Ahora bien, resulta que
el griego antiguo, por poseer, en general, tierras muy poco aptas para la agricultura,
se vio volcado siempre hacia el mar y llegó incluso a desarrollar poderosos
imperios marítimos en Atenas y en Miletos.
El griego fue un hombre eminentemente de mar, mientras el romano fue un
hombre esencialmente de tierra. Por eso
que la idea de Patria es mucho más relativa para un griego que para un
romano. Además, dispersos como estaban
los griegos, en innumerables y pequeñas islas, es claro que la presencia del
mar era mucho más determinante para todos ellos que la presencia de la
tierra. El griego hizo del mar su
principal fuente económica; en tanto que el romano basó casi toda su economía
en el cultivo de la tierra. Estas
diferencias entre tierra y mar van a caracterizar las diferencias entre romanos
y griegos. Simbólicamente la tierra
representa la estabilidad, mientras el mar ha sido siempre símbolo de lo
inestable, de lo que cambia. Esto lo
sabían, por cierto, intuitivamente, los hombres antiguos. El carácter del romano, mucho más ligado a la
tierra, fue siempre un carácter más conservador, más tradicional, más apegado a
las costumbres; el carácter del griego, en cambio, más volcado hacia el mar,
respondió siempre al carácter de un tipo más liberal, más abierto a las
influencias de las ideas foráneas, más predispuesto a la crítica y el
cuestionamiento de su propio sistema de valores.

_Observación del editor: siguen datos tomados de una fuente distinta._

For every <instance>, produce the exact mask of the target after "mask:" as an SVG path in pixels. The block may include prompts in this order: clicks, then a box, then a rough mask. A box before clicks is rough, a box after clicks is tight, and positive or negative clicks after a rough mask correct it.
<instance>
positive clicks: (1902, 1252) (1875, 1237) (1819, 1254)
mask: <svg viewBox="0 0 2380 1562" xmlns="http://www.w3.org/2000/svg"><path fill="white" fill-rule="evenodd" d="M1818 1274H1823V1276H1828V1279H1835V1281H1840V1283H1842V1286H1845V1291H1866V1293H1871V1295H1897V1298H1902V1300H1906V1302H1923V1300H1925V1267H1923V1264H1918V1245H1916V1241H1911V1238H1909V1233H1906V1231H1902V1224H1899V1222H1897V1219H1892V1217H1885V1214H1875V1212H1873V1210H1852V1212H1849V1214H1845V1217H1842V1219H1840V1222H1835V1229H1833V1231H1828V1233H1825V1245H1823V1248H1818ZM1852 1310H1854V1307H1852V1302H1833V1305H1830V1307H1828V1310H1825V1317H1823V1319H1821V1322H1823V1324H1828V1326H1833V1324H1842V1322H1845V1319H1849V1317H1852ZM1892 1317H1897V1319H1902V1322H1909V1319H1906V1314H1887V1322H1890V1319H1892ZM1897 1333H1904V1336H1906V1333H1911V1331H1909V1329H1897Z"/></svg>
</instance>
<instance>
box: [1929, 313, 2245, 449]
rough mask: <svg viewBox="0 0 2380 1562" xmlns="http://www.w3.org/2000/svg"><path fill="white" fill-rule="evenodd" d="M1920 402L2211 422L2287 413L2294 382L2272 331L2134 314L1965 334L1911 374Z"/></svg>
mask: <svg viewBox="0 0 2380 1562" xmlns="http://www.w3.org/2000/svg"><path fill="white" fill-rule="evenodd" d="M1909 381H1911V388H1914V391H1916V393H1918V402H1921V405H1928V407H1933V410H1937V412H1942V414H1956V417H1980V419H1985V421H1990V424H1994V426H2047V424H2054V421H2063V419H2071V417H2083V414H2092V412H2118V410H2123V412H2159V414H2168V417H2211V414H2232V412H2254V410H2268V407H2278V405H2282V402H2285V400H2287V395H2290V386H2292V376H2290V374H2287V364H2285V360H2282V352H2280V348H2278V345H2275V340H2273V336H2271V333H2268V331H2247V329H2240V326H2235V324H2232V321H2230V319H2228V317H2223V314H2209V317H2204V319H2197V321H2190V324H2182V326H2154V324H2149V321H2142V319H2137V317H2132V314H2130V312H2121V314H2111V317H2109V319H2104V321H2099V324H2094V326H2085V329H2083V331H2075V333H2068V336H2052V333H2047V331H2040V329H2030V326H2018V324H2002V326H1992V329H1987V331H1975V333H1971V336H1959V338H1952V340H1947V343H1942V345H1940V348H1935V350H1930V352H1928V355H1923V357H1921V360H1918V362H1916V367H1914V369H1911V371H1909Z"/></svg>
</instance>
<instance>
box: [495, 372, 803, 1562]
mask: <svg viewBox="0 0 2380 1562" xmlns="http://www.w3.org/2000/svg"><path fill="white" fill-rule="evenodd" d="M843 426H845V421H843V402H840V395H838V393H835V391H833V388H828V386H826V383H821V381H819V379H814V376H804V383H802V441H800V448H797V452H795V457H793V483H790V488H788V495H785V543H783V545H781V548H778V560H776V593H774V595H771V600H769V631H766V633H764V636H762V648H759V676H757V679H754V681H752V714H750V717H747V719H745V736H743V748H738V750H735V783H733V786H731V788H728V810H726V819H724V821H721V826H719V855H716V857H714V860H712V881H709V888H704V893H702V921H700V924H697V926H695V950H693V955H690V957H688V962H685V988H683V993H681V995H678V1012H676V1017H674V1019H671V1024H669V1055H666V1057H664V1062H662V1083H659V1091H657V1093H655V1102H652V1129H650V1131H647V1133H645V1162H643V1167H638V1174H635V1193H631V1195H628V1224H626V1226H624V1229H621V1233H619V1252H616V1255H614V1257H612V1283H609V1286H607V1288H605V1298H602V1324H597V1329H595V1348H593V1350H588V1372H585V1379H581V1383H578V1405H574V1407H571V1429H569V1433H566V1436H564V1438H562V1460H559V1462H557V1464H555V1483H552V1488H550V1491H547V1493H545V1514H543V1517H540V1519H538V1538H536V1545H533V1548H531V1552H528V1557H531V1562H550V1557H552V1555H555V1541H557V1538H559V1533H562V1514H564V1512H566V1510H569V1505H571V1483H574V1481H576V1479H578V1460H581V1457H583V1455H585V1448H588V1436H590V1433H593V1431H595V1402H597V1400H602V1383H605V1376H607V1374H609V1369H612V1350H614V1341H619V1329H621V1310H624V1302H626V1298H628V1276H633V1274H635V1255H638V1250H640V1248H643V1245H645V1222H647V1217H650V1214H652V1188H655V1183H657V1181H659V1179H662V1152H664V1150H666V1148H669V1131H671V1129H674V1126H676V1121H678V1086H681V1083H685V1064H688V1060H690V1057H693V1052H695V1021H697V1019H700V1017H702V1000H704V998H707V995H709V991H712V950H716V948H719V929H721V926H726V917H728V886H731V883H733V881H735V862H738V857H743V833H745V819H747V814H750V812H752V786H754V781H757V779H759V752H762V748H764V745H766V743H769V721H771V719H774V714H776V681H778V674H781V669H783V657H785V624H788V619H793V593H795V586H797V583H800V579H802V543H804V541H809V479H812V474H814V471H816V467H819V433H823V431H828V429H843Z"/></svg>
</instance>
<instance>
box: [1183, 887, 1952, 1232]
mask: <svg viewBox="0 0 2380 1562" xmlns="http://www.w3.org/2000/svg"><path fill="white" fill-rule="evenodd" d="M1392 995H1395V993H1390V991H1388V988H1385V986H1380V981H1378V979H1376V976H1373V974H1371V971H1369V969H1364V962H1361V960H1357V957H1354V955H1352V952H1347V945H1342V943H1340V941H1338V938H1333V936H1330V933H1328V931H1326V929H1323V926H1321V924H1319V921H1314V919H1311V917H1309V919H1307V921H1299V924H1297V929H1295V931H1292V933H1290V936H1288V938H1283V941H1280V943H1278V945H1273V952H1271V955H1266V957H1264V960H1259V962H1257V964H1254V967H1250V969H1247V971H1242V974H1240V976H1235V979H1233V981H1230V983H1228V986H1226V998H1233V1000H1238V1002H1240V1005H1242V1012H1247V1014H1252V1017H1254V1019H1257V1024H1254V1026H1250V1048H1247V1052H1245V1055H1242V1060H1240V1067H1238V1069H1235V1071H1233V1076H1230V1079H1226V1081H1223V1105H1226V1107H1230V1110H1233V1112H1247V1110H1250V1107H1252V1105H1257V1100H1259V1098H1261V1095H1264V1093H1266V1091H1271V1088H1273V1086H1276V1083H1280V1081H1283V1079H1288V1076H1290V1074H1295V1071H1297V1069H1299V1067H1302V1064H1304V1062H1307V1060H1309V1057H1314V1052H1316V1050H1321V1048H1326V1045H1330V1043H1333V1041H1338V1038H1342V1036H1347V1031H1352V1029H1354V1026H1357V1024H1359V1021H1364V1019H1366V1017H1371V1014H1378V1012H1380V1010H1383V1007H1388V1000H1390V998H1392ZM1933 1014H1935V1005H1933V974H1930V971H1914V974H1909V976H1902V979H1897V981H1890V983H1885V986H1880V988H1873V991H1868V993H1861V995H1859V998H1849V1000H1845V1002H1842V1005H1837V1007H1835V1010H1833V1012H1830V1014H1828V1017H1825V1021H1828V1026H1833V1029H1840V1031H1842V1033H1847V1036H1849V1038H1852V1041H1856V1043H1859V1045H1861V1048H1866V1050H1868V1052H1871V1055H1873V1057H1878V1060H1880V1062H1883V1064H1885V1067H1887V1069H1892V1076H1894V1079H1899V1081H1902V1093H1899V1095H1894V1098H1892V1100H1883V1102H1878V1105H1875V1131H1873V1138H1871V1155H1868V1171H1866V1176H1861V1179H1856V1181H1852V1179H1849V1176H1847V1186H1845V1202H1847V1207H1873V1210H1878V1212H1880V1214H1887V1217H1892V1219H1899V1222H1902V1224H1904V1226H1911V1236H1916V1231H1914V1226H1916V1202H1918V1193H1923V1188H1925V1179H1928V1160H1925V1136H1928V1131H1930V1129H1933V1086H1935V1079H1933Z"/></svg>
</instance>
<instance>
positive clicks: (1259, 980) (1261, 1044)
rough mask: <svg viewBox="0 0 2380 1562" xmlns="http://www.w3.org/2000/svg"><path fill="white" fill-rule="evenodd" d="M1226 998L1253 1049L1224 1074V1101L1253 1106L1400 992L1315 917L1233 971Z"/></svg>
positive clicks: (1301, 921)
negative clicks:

Una cuestión similar ocurrió, en la época
moderna, entre el carácter del inglés y del alemán. Inglaterra es una isla, y por ello mismo, su
identidad nacional estuvo siempre más ligada al mar. Alemania, en cambio, más ligada a la tierra,
continuó siendo feudal hasta bastante entrado el siglo XX. Mientras los
ingleses basaron históricamente su poderío militar en su armada, los alemanes, en
cambio, lo hicieron en su ejército. Otro
tanto ocurrió con la economía y la política.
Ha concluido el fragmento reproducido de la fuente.